Since the outcome of the piloting effort was positive, BUECI decided to have GVJ&A design a full sized dual membrane system. The system that was designed and installed has a maximum operating production of about 240 GPM. In membrane systems, the designers must remember to account for removal and replacement of the membranes, which requires an additional clearance at the ends of the pressure vessels. Also important to the design are considerations for future growth. The system is designed so that an identical train of both microfiltration and ultrafiltration units could be set inparallel to the current units. Typically designers will look at past community growth to determine the most likely groth rate for the community. A typical value in Alaska is between 3 and 5 percent, although some smaller villages can be much lower. Even if historical growth is lower than 3%, GVJ&A will use a value of at least 3%.
The dual membrane system was installed in 2001 and has been producing quality potable water to Barrow citizens since then. The system is monitored for disinfection-by-products on a quarterly basis and the results have been very good. Prior to the system installation, disinfection-by-product concentrations were as high as 100 µg/L TTHM and 59 µg/LHAA5 and as low as 23 µg/L TTHM and 4.6 µg/L HAA5. After installation of the dual membrane system, concentrations reach as high as 20 µg/L TTHM and 26.1 µg/L HAA%, although the typical values are lower than 10 µg/L TTHM and 3 µg/L HAA5. The disinfection-by-product concetraion starts to go up when the membranes need changed. The current DBP Rule maximum contaminant level is 80 µg/L TTHM and 60 µg/L HAA5.
Between 2012 and 2016 staged upgrades were completed to expand the original dual membrane capacity from 240 gpm to 480 gpm by adding an additional skid of NF and of MF capacity. These upgrades included modifications to raw water pumping capacity, raw water heating capacity, treated water storage tanks, treated water conveyance, and raw water intake screening.
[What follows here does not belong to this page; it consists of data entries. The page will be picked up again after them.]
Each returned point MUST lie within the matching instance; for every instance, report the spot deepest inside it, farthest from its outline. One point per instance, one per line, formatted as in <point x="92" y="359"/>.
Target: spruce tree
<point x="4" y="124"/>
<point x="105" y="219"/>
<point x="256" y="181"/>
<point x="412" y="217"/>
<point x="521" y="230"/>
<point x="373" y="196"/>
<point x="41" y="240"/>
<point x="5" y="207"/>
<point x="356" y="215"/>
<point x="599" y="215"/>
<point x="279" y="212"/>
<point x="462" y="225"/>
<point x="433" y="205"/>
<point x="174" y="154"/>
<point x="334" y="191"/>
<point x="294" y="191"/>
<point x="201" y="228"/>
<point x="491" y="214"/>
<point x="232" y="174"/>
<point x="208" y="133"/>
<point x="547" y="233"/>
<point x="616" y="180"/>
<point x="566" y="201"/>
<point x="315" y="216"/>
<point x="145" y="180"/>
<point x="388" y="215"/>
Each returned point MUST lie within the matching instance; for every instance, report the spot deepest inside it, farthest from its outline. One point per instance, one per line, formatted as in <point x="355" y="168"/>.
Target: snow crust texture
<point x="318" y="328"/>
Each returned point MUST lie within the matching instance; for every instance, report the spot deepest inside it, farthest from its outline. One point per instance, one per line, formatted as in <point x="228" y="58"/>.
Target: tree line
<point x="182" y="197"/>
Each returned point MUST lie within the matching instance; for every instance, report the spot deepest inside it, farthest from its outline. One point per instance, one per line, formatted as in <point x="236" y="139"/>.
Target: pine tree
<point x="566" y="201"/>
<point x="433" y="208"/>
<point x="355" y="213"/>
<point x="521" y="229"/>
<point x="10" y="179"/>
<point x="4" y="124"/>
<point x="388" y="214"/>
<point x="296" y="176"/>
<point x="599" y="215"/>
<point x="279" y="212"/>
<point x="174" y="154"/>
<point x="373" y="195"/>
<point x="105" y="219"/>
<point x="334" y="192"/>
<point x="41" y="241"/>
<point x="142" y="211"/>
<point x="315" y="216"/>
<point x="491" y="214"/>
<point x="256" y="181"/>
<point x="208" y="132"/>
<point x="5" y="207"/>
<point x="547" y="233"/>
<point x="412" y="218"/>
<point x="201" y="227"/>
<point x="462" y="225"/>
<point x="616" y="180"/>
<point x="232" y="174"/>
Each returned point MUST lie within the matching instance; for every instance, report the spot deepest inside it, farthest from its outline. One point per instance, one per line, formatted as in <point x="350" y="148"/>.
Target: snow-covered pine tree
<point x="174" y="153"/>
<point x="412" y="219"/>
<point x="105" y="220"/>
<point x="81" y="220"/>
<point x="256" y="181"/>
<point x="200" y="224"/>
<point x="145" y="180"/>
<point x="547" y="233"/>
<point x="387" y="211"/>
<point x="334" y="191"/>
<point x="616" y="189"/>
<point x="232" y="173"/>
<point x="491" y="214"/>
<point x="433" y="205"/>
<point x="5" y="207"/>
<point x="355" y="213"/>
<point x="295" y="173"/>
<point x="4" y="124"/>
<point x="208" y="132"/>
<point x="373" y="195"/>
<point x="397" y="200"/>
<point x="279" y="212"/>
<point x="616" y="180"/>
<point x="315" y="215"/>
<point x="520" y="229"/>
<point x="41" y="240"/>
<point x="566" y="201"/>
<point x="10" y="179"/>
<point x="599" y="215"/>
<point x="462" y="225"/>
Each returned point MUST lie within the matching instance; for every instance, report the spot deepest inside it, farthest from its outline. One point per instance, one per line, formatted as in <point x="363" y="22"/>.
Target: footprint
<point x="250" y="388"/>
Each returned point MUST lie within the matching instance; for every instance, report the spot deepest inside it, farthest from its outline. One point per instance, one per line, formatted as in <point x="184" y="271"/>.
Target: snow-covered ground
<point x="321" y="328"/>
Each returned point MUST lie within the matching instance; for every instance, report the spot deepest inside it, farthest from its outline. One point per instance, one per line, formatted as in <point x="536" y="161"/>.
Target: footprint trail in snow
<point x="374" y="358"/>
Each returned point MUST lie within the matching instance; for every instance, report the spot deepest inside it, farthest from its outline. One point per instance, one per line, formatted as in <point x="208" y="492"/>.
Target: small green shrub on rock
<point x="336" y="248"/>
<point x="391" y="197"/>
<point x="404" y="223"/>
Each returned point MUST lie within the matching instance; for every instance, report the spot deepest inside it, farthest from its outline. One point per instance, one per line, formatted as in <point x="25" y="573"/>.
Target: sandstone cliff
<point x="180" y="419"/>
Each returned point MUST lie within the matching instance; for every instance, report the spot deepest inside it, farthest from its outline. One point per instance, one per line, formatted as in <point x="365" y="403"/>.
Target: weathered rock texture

The final stage of the upgrade was to install the second NF train and the second MF skid. However, the MF technology had changed since the original 1998 project. The ultrafiltration (UF) membranes are capable of operating at lower feed pressures and can remove a higher percentage of organic material. In order to ensure continued removal of the DBP precursors with the new membranes and operational parameters, BUECI decided to undertake a piloting effort during the summer of 2016. The pilot data confirmed that the UF membranes were performing as well or better than the UF membranes. In the fall of 2017, the design of the two-train dual-membrane system was completed. The existing NF skid was replicated, but the existing MF skid was replaced with a UF skid and a second UF skid was added. The equipment was purchased by BUECI in order to complete the design using the most accurate shop drawings possible. Construction was complete between September 2018 and March 2019.
Since startup of the new skids, BUECI has enjoyed the ability to take the system off line more often and complete maintenance tasks that would have previously caused concern about re-filling the storage tanks.